Most debate about the historical meaning of Thanksgiving is centered on its hopeful depiction of relations between Native Americans and Pilgrims and whether it whitewashes a history of persecution of genocide.
But there's another episode in Thanksgiving history that's rarely discussed. And it's particularly relevant in light of the holiday's contemporary fate as the prey of relentless forces of commercialization.
Beginning in the 19th century, Thanksgiving was traditionally observed on the final Thursday of November. But in 1939, during the later years of the Great Depression, President Franklin D. Roosevelt took executive action to move the holiday a week earlier.
November had five Thursdays in 1939, meaning Thanksgiving would be held uncommonly late. The retail industry lobby foresaw a shortened Christmas holiday shopping season and leaned on the White House to move the date earlier. Roosevelt, concerned about missing an opportunity to stimulate the economy, agreed to the idea and unilaterally changed Thanksgiving a week earlier.
The public was not happy about it. The new Thanksgiving date was derided as "Franksgiving," and dramatic attacks came from all quarters. Alf Landon, the Republican governor of Kansas who lost to Roosevelt in the 1936 elections, cried out that he had imposed his decision "upon an unprepared country with the omnipotence of a Hitler." The people of Plymouth, Massachusetts — the site of the first Thanksgiving — were horrified. Polling showed that most Americans disapproved of the change, and many states kept the original date.

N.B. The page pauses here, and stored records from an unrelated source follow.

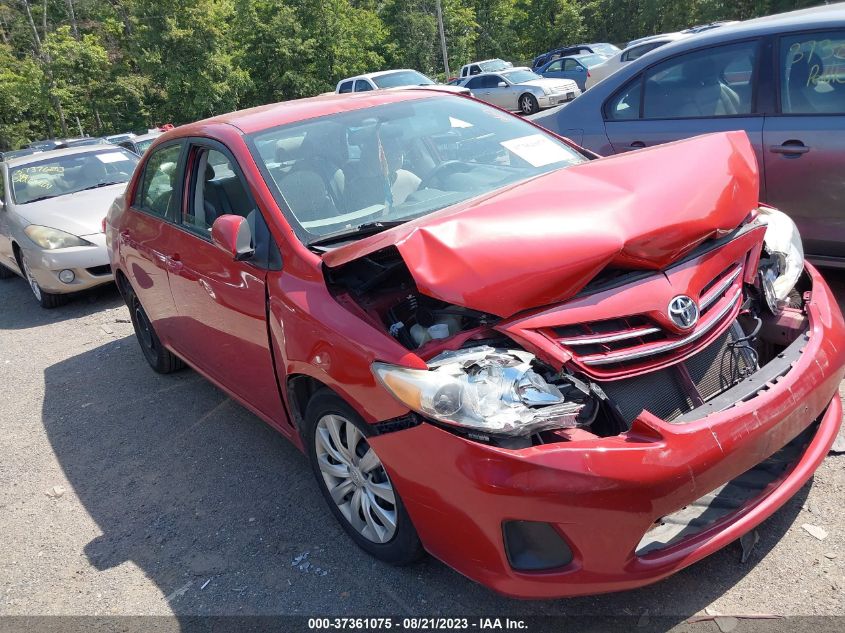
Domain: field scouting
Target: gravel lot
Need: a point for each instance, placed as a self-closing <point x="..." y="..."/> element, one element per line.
<point x="125" y="492"/>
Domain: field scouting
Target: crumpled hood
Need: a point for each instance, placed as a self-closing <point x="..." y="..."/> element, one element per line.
<point x="79" y="213"/>
<point x="541" y="241"/>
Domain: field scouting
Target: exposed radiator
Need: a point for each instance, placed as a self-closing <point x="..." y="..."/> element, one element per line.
<point x="669" y="392"/>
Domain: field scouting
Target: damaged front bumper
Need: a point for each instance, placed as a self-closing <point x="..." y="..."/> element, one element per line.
<point x="607" y="497"/>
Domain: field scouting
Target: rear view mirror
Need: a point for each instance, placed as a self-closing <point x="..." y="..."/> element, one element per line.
<point x="232" y="235"/>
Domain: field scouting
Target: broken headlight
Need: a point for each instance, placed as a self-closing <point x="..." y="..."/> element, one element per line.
<point x="782" y="244"/>
<point x="481" y="388"/>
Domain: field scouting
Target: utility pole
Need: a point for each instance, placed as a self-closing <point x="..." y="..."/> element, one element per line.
<point x="442" y="38"/>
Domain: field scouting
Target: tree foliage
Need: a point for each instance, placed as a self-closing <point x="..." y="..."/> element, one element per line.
<point x="106" y="66"/>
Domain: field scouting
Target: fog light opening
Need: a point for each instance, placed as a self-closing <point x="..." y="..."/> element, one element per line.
<point x="535" y="546"/>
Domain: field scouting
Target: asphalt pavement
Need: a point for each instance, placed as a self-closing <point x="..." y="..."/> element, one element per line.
<point x="126" y="492"/>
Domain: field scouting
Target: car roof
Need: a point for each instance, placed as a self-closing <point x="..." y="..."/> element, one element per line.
<point x="825" y="16"/>
<point x="67" y="151"/>
<point x="274" y="114"/>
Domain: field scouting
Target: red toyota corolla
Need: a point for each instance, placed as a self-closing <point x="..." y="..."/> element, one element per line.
<point x="558" y="374"/>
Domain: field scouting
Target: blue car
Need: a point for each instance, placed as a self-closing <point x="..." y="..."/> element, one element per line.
<point x="575" y="67"/>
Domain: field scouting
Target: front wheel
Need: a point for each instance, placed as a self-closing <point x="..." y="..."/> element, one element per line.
<point x="159" y="357"/>
<point x="46" y="300"/>
<point x="528" y="104"/>
<point x="355" y="483"/>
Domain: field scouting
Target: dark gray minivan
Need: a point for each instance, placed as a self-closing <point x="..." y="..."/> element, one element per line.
<point x="780" y="78"/>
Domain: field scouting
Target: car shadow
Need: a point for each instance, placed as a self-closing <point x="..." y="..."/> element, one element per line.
<point x="17" y="292"/>
<point x="222" y="513"/>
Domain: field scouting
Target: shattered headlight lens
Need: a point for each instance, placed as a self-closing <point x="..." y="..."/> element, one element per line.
<point x="482" y="388"/>
<point x="51" y="239"/>
<point x="783" y="244"/>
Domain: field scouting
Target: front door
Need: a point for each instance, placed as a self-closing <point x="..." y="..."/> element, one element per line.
<point x="221" y="303"/>
<point x="709" y="90"/>
<point x="146" y="231"/>
<point x="804" y="145"/>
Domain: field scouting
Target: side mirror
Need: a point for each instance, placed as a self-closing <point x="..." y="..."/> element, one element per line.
<point x="232" y="235"/>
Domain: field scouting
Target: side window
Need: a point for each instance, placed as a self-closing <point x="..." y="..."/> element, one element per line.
<point x="625" y="104"/>
<point x="216" y="189"/>
<point x="812" y="73"/>
<point x="712" y="82"/>
<point x="155" y="195"/>
<point x="474" y="83"/>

In short, it was a disaster.
For the next few years the country remained divided over when it should be celebrated, but eventually the struggle to get the entire country onboard was rendered pointless by studies revealing that the earlier date had a negligible impact on sales and the economy.
And so toward the end of 1941, Roosevelt signed a joint resolution of Congress which moved Thanksgiving to the fourth Thursday of November. This achieved a middle ground between the public's desire to preserve tradition and the business lobby's thirst for profit; under this arrangement, Thanksgiving is typically in the last week of November, but also shifts to an earlier date on Novembers with five Thursdays.
So now you know: Thanksgiving has been the target of big business for far longer than today's grotesque store opening arms race.